Family Development

Team Members/Contributors

Diana R. Garland Baylor University

About this project grant for researchers

Understanding how family relationships develop over time, particularly family relationships that are not based on the cultural norms of family formed by sexual coupling or biological relationships, can help congregations minister more effectively to the diversity of families in American society.

We will use various professional church and social work networks and listserves to find families active in Christian congregational life that are not related by biology, marriage, or sexual partnership, and that represent a diversity cultural and ethnic groups. We will identify how attachments form – if they do – when there are not the social (e.g., marriage, societal expectations of spouses and children), sexual (sexual partnering and intimacy), and biological (e.g., nursing mother and infant couple) or a planned childhood adoption – variables that reinforce attachment.

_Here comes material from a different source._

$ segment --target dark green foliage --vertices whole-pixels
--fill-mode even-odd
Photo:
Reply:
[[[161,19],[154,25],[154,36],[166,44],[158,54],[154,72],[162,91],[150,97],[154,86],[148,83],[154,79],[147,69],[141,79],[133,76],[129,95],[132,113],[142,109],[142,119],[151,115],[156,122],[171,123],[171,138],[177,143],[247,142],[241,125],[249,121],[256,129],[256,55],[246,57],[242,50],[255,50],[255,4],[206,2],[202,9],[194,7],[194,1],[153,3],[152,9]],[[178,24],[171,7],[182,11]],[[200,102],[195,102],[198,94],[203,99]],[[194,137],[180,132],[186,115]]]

We will audio record and then transcribe the interviews and will enter them into the qualitative analysis software Atlas-Ti. Using grounded theory analysis, we will develop a coding theme for analyzing the developmental process, and environmental supports and challenges these families describe in their development over time.

This research has the potential for giving visibility and voice to families now invisible and ignored by congregations. It has potential for providing common ground for both conservative and progressive Christian factions to see “family” not as the gauntlet for political debate but as a means of providing belonging and support for all God’s children. Furthermore, it can assist congregations in more sensitively supporting the individuals and families among them.